Sitting and bad cholesterol
When we are sedentary, our body’s production of an enzyme called lipoprotein lipase decreases. This enzyme is important because it converts bad cholesterol into good cholesterol. And when bad cholesterol levels increase, this can contribute to plaque build up in our heart vessel walls that impede blood flow (otherwise known as atherosclerosis, or cardiovascular disease). Mild physical activity has been shown to rapidly reverse this ill-effect on lipoprotein lipase.

Sitting and insulin resistance
Even short-term physical inactivity is associated with the development of insulin resistance. Insulin is a hormone that serves as a “key” to allow glucose to enter the body’s cells and serve as energy to fuel its metabolic needs. Thus, insulin resistance leads to glucose buildup in the blood while our cells “starve” for energy. With time, insulin resistance can lead to pre-diabetes or Type 2 diabetes.

How can I become more active?

  • While watching television consider walking or running in place, lifting weights, or doing lunges, sit ups, or pushups, especially during commercials.
  • Treadmill workstation/walkstation. This requires space and may not be a reasonable option for everyone. There are a number of commercially available pieces of equipment on the market, but it can be as simple as placing a platform on the handles of a treadmill to place a laptop or papers.
  • Arrange your office for movement: By arranging items in your office out of “arm’s reach” this encourages movement that will add up throughout the day.
  • Move on your breaks: Set your alarm on your phone to go off every 1-2 hours to remind yourself to move or stretch. You can keep it simple by taking a few deep breaths, swinging your arms or going head to toe and slowly moving/contracting your neck, shoulder, arm, abs, gluts, hamstring, quadriceps and toe muscles.
  • Pedometer: Low priced devices are available that can quantify your movement throughout the day. You should have a goal of 6,000-10,000 steps a day. And, too, there are a number of new devices and gadgets that can help us gauge our activity.
  • Stand up whenever possible. Consider utilizing a headset so you can make phone calls while standing and moving. And make it a habit to reply to emails while you stand. And if you need to present information, work (and walk around) the room.
  • Take the stairs instead of the elevator

We are meant to move. And we were meant to move throughout the day. As employers and teachers, our employees and students are spending an increasing amount of time sitting. However, the workplace and classroom venues are an important environment to influence healthy lifestyle behaviors. Studies have shown that incorporating regular physical activity within business and worksite places is associated with improvements in job performance and morale, lower absenteeism and turnover, reduced disability days and even lower medical costs.

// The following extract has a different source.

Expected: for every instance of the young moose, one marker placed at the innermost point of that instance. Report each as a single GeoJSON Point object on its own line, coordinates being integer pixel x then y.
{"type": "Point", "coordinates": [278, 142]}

This article is for general information only and should not be used for the diagnosis or treatment of medical conditions and cannot substitute for the advice from your medical professional. Dr. Nina has used all reasonable care in compiling the current information but it may not apply to you and your symptoms. Always consult your doctor or other health care professional for diagnosis and treatment of medical conditions or questions.